Stability versus growth in Russia?
In any country, the pursuit of macro-stability can have consequences for growth. A protracted austerity campaign, entailing cutting budget expenditure and maintaining tight monetary control, can limit output and income over several years. In some cases – in Greece from 2010, for example – the argument that there is no alternative is weak.48 An overzealous or wrong-headed pursuit of stabilization can damage growth.
On the other hand, in a weak and inflation-prone economy the achievement of macroeconomic stability may be a necessary precondition for subsequent sustained growth. Stable prices and a stable currency provide the predictability that private investors need.
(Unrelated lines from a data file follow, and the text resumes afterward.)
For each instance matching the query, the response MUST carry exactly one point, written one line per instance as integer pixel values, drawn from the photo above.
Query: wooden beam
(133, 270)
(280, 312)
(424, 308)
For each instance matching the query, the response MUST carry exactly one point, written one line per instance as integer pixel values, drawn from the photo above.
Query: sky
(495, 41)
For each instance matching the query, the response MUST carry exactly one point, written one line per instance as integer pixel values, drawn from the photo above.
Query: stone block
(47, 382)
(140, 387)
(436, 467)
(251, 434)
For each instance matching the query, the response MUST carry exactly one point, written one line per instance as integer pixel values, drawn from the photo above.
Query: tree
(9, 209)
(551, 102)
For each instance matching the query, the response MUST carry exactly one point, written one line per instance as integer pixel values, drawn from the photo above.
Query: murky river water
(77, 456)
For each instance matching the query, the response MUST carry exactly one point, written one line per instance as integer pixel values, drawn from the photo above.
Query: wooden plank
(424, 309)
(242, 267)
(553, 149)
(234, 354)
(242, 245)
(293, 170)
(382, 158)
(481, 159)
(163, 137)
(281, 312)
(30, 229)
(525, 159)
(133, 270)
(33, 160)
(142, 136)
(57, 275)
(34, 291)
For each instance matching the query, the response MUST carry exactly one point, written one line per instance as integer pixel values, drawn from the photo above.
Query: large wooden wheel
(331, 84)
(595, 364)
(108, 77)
This was a tenet of the Washington Consensus, derived from IMF and World Bank experience in Latin America and variously applied, misapplied or not applied to societies in transition after communism.49 That ‘consensus’ no longer exists, but it does not follow that tough stabilization policies never worked as growth incubators. They contributed, for example, along with liberalization and privatization, to later strong development in Estonia and Poland.50
In Russia, the 2014–18 macro-stabilization was thoroughgoing and in some aspects brutal. But it was swift. According to Rosstat, GDP fell in only one year, i.e. in 2015. Inflation came down rapidly. There were accompanying policies that inflicted some economic damage, such as import-substitution and counter-sanctions on food imports. Both of these weakened competition and raised prices of affected goods and services, and the former slows technological change. Both have created vested interests in their continuation. But they were not stabilization policies; they were products of traditional Russian economic security concerns, heightened by sanctions.
The tentative conclusion is that Russian stabilization policies did not harm (or perceptibly help) growth. What about the converse? Have measures aimed at growth affected stability? The most obvious way this could happen is when aggregate demand is stimulated in the cause of acceleration but labour is fully employed and the only acceleration that occurs is faster inflation. The national projects exercise might, if it becomes too much of a campaign, have such an effect, but that looks unlikely. The budget rule continues to be observed, fiscal surpluses are planned for 2019–21, and the CBR and independent forecasters project inflation subsiding to the bank’s target rate of 4 per cent in early 2020.
The economic bloc of the Russian leadership espouses financial prudence. In this it so far has the backing of President Putin. That sets limits – probably desirable limits – to any spending-led dash for growth. But faster growth may be achievable, in the course of four or five years, by reform in the sense of institutional change. Why should that be so difficult? (It might be assumed that, in focusing on reform, two other possible growth depressants – rent transfers to sector B, and the preoccupation with geopolitics – remain unchanged.)